In 1984 he received the Joseph Priestley award.
==Early life and education==
Alyea was born in Clifton, New Jersey, on October 10, 1903. He entered Princeton at age 15, but at 19 he contracted polio and spent a year in bed, a time that he reportedly described as “a time of great inner reflection” during which “he emerged with a strong commitment to accomplish something with his life that would contribute to the good of humanity.” After his return to Princeton to complete his undergraduate education, he took chemistry courses, but also many English courses. During these years he also played the cello for the Triangle Club and became a member of Phi Beta Kappa.
After he earned an A.B. in chemistry from Princeton “with highest honors” in 1925, he spent a year at the Nobel Institute in Stockholm, where he was an American-Scandinavian Fellow of the General Electric Company, studying under Dr. Svante August Arrhenius.

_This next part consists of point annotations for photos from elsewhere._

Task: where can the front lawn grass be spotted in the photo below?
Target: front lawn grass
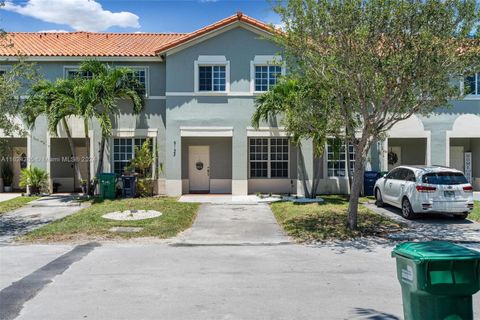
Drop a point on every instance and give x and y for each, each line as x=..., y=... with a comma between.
x=475, y=214
x=328, y=221
x=15, y=203
x=89, y=224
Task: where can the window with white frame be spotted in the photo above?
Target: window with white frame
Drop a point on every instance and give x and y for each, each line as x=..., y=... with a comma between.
x=140, y=75
x=72, y=73
x=211, y=78
x=211, y=75
x=472, y=84
x=266, y=77
x=269, y=157
x=124, y=152
x=337, y=158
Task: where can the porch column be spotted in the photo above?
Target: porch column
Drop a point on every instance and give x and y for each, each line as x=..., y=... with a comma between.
x=305, y=166
x=239, y=163
x=437, y=148
x=173, y=162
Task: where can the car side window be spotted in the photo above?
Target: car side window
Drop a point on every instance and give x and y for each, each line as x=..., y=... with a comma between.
x=402, y=174
x=392, y=174
x=410, y=176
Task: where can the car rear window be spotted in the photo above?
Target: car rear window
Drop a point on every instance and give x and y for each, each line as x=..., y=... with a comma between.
x=448, y=178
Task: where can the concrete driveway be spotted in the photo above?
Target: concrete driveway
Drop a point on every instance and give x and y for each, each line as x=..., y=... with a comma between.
x=233, y=224
x=9, y=196
x=36, y=214
x=432, y=226
x=347, y=280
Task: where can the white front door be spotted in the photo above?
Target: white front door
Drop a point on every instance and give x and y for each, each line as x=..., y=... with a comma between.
x=395, y=157
x=457, y=160
x=199, y=168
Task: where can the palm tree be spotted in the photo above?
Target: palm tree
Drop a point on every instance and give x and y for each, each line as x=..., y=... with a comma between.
x=98, y=97
x=56, y=101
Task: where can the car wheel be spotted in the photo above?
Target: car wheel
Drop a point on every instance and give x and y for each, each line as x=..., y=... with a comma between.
x=407, y=211
x=378, y=198
x=461, y=216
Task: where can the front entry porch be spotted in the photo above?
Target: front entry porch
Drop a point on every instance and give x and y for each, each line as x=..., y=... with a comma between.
x=464, y=155
x=14, y=155
x=207, y=165
x=406, y=151
x=62, y=169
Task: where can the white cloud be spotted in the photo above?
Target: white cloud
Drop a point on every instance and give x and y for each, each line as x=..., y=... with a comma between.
x=85, y=15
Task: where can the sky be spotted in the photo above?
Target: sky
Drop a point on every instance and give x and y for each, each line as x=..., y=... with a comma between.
x=125, y=15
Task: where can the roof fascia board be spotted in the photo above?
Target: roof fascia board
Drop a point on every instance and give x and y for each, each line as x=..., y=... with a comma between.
x=214, y=33
x=76, y=58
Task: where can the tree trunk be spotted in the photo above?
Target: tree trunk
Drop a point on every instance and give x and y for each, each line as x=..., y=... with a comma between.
x=360, y=151
x=316, y=179
x=72, y=149
x=87, y=144
x=303, y=173
x=347, y=172
x=100, y=156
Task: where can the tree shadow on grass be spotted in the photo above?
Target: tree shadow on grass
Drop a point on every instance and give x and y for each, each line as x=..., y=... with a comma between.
x=372, y=314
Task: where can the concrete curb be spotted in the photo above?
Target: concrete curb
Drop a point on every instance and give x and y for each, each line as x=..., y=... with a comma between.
x=243, y=244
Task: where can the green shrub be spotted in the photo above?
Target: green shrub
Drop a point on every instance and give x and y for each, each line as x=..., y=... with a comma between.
x=7, y=174
x=35, y=179
x=144, y=188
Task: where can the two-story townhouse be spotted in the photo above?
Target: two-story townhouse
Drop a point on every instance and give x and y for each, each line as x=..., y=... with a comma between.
x=200, y=95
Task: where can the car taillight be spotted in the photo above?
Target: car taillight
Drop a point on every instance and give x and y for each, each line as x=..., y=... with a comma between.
x=425, y=189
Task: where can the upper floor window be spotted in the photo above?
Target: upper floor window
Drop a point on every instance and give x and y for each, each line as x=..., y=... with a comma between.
x=72, y=73
x=140, y=75
x=265, y=72
x=212, y=75
x=266, y=77
x=337, y=158
x=472, y=84
x=212, y=78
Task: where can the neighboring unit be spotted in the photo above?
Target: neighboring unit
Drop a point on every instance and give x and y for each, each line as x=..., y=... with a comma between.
x=200, y=91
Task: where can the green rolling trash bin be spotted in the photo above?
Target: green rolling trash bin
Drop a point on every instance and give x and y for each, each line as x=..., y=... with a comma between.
x=438, y=280
x=107, y=183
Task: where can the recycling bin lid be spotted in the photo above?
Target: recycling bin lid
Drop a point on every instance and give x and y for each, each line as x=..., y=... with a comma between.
x=434, y=250
x=370, y=174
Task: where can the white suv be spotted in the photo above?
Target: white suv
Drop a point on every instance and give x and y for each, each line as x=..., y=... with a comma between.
x=418, y=189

Alyea's project at the time concerned the idea of a free atom, a concept that many chemists scoffed at but that reportedly interested Arrhenius. Alyea said that Arrhenius “spread joy in the lab".
He then returned to Princeton for graduate study, receiving an A.M. in chemistry in 1926 and serving as a Proctor Fellow at Princeton in 1927-28. He was awarded a Ph.D. in chemistry in 1928.
He then spent brief periods at the University of Minnesota, where, as a Rockefeller Foundation fellow, he studied the chemical effects of radium, and at the Kaiser-Wilhelm Institut in Berlin-Dahlem, where, as an International Research Fellow, he studied the kinetics of gas explosion. He returned to Princeton in 1930 to take up the position of instructor in chemistry. He was promoted to assistant professor in 1934, associate professor in 1944, and full professor in 1954. He retired in 1972, whereafter he bore the title of Professor Emeritus.
Among his many research interests were chemical kinetics, chain reactions, and the mechanism of inhibition.